Debbie Nathan
The New Yorker’s Jewess-less City
Hey, is Art Spiegelman in the house? Or some other cartoonist of semitic spirit? Anita Kunz, artist for this week’s New Yorker cover, does not qualify, regardless of
her religious background. Maybe she went to shul as a child, who knows? No matter — she’s from Toronto; that must be her problem. In the New Yorker she had a chance to portray the complete, vaguely disturbing range of Western fundamentalisms that clothe the female devout of NYC — including Jews. That would have constituted a satire gestalt, redolent of Brooklyn or Long Island or Queens, a visual take on Lenny Bruce, Sarah Silverman and Jimmy Breslin. Ironic, self-deprecating, cosmo, jittery, emblematic New York. Worthy of the Chosen Pilpul (of any faith).
Instead, Kunz left out the shaytl, the tikhl, the long skirt and the stifling, navy-blue jacket. Was she implying that literalist Jewish women are less cosseted than burqa’ed Muslims and habited nuns? Gevald!

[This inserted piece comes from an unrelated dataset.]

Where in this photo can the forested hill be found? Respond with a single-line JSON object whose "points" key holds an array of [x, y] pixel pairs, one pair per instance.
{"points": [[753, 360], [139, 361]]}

And another odd thing: the half-naked “secular” girl in the picture has Upper East Side skin and hair color (as Kunz does, if you check the bio picture on her website). But really — how many WASPs go around with pierced belly buttons, no shirt, and on the subway no less? The 177 girls in Manhattan who are this pink take taxis! Anita — remember Sex in the City? This is New York: The stylishly immodest girl should be Latina. Can you please add some pigment?
And for the love of Hashem, put a fourth woman on the IRT, with a stiff wig and a Hebrew prayer book in hand. Let her sit by the long-haired Dominicana, staring ahead like the rest, but softly breathing the scent of coconut shampoo, not worrying if it clashes with milk, meat, shaytls, or winter in Toronto.